# In-Class Group Exercises in Introductory Geology

### Fred Marton, Bergen Community College

Download this essay (Acrobat (PDF) 38kB Jul3 13)

One of the key challenges that I face in my introductory geology class is trying to show students who are not necessarily interested in science (and who sometimes do not have a good background in science and math) that the basic concepts we are trying to learn about are not overly complicated or specialized. To address this, I have used in-class group exercises and worksheets to introduce many topics. I want the students to use these exercises as a way of teaching themselves and therefore they are not asked to answer questions on topics that we have already spent time on (unless they have actually done the assigned reading). Instead, I present simplified scenarios or analogies that they can figure out by themselves and then I go on to explain and we explore how they are analogous to the topic of interest.

For example, to introduce the concept of radiometric dating, the students are given thirty-one nickels and one penny in a box. Once all the coins are heads-up, they shake the covered box and remove all the tails-up coins, recording the number of heads remaining, repeating until all the coins have flipped. In addition, they are asked to indicate when the penny flipped. They then repeat the experiment and answer a number of questions. By doing this, they will discover that although, on average, half of the coins in the box flip during each shake, no two trials are the same and the penny shows that any particular coin can flip at any time.

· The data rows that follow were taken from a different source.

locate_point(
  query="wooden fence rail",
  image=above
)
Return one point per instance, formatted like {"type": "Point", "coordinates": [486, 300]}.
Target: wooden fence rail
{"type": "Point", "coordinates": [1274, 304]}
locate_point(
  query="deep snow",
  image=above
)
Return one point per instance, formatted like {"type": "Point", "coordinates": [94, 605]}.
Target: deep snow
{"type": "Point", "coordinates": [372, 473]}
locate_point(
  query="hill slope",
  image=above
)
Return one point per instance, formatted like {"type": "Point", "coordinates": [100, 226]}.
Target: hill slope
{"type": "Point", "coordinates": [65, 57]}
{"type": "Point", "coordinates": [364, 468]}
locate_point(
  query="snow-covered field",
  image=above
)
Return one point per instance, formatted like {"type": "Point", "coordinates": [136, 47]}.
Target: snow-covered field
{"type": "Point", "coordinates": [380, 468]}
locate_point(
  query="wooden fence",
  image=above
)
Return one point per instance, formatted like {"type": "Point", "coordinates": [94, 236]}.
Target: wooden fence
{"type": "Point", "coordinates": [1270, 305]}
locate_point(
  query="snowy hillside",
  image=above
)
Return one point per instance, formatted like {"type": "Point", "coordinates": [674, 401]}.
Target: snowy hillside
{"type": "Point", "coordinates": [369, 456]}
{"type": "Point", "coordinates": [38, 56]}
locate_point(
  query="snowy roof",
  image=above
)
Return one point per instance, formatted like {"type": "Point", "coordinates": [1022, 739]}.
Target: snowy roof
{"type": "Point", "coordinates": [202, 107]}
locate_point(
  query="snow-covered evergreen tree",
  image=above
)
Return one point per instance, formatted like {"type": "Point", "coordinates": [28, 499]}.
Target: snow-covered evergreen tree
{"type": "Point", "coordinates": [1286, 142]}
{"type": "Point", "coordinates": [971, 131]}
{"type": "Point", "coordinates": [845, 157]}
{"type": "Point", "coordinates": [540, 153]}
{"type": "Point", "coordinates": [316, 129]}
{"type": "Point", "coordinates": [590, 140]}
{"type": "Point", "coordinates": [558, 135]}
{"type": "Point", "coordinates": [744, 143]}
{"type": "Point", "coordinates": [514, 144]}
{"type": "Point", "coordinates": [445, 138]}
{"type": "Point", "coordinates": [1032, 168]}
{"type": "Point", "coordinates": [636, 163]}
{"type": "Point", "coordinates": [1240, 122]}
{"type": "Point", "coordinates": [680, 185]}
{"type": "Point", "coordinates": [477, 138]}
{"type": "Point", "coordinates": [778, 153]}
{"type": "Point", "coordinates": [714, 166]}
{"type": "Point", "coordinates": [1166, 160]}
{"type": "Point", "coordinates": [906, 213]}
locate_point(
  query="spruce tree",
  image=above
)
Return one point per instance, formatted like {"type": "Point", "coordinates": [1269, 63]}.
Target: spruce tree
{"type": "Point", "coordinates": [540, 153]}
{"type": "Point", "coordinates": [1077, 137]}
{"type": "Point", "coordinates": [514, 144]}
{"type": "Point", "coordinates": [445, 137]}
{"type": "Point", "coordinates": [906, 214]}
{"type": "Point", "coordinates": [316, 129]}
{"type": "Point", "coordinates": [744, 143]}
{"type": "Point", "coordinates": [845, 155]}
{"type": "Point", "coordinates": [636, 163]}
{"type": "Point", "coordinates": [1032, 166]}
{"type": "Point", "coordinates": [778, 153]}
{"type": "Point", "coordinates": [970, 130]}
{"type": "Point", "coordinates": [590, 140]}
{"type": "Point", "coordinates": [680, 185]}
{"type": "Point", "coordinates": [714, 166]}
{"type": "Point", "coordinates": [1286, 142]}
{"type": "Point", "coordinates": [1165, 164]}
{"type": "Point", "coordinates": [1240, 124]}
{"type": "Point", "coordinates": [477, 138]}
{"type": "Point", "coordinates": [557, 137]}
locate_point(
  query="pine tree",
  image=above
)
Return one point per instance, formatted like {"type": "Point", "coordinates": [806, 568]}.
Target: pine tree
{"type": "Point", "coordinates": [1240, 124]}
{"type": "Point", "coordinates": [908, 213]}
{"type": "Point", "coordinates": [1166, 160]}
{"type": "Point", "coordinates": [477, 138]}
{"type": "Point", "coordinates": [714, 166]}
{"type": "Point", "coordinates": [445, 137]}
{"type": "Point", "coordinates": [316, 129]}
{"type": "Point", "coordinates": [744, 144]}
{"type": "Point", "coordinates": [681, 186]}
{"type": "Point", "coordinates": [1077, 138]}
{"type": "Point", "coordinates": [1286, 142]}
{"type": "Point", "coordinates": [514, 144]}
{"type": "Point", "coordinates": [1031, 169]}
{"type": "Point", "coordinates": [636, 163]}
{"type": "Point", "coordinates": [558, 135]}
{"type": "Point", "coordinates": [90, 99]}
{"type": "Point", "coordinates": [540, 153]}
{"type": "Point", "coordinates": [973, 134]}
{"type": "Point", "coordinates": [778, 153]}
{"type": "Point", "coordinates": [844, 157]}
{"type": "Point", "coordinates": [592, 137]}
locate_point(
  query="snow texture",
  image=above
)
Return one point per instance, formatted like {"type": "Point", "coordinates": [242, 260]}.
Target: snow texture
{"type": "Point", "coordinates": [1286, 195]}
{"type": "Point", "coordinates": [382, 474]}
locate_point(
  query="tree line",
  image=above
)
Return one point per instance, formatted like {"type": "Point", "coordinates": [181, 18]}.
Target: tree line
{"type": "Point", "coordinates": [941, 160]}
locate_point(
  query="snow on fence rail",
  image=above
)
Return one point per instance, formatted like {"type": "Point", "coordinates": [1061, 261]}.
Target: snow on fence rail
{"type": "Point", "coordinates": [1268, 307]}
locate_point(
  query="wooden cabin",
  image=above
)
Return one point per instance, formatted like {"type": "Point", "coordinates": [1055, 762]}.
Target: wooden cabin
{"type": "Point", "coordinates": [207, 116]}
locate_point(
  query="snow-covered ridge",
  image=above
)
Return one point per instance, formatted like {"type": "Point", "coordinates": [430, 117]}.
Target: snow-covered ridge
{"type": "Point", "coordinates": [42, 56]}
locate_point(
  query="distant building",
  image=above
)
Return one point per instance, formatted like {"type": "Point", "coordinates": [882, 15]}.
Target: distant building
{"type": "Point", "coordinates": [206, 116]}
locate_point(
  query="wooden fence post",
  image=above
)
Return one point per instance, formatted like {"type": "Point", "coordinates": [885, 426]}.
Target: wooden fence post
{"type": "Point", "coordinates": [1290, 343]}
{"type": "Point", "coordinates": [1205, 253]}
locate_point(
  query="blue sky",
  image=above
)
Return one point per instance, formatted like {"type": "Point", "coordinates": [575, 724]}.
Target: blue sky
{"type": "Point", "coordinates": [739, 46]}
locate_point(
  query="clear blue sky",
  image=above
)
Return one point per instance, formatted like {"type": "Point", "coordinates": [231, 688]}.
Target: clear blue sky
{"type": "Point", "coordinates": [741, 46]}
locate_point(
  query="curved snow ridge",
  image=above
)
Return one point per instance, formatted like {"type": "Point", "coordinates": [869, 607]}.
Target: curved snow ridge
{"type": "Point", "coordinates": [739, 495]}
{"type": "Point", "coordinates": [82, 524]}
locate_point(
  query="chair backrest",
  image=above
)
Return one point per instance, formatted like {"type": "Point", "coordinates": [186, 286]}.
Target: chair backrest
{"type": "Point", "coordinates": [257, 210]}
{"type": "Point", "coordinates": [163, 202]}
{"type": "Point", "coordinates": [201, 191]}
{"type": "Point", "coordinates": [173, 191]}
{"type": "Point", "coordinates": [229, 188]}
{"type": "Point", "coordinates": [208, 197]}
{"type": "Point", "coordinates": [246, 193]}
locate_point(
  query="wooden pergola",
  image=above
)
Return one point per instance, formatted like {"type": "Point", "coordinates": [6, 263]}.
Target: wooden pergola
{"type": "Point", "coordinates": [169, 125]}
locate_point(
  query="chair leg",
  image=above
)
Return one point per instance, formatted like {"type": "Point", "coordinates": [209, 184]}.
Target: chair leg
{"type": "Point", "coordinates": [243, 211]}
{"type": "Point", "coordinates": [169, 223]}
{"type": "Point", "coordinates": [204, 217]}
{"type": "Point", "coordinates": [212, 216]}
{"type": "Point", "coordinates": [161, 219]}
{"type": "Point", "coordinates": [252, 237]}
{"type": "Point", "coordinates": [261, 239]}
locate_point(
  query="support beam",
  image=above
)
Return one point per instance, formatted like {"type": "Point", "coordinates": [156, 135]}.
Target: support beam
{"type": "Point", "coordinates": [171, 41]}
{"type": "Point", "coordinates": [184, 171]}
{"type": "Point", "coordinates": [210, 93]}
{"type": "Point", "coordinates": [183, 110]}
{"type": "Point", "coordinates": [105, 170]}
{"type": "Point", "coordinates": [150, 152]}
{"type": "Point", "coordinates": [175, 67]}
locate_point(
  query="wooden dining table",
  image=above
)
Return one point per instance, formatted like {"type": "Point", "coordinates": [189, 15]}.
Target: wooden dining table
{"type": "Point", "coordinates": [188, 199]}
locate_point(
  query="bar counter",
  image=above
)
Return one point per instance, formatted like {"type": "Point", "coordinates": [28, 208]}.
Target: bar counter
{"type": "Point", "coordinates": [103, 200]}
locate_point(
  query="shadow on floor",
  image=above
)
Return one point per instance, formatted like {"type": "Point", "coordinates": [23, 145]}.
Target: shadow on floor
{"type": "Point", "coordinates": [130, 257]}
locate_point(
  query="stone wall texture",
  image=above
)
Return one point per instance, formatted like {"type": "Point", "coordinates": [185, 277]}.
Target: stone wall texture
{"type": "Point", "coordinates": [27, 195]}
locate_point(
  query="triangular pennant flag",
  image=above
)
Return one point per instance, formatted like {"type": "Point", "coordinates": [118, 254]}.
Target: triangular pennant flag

In addition to their individual trials, I collect and plot all the groups' data as well as the cumulative results of all sections since I started this exercise in Spring 2012.

I have found these types of exercises work well, overall. Most students do not find them difficult or confusing (though I am always working to improve and clarify the instructions) and they are simple enough that most students get the intended results and answers. The students like being able to take time during class to work together (if nothing more than to get me to stop talking; the classes are twice a week for two hours and forty-five minutes). In addition, these exercises account for 15% of their final grades, thereby giving them an opportunity to improve their grades. Most importantly, these exercises allow the students to see that many of the concepts we are covering in class are analogous to things in their personal experiences and that they are not some sort of incredibly complicated sciency weirdness.

Grading can also present a downside for the students. First, there can be confusion on what numerically is a good score (they are graded on a three-point scale). Second and more importantly, because individual work is graded, I collect the worksheets before going over the answers, so unless they immediately take notes, students may not retain the lesson as well as possible (I do return corrected work to them by the next class). Finally, the time when they are working on the exercises creates pressure on them and affects the flow of the class, given that they work in groups and may have to wait for other groups to finish before the class goes over everything together. An alternative I have considered is to have the students work together in their groups and then, prior to my collecting the worksheets, have the class as whole go over the answers. This would necessitate a different grading strategy, as some students may not be above erasing incorrect answers.

Overall, I have found that these exercises have been helpful to and enjoyable for the students. Anecdotally, students often refer to how much they liked them on evaluations, and they usually do well when they are given identical or similar test questions. Also, I try to include concepts that are reflected in our lab exercises, showing the students that all elements of the class reinforce each other. The biggest surprise for my students is when, going over the concepts, they come-up with an answer or explanation based on their own experiences and, when applying it to the geologic concepts, ask, "Really? That's it? It's obvious."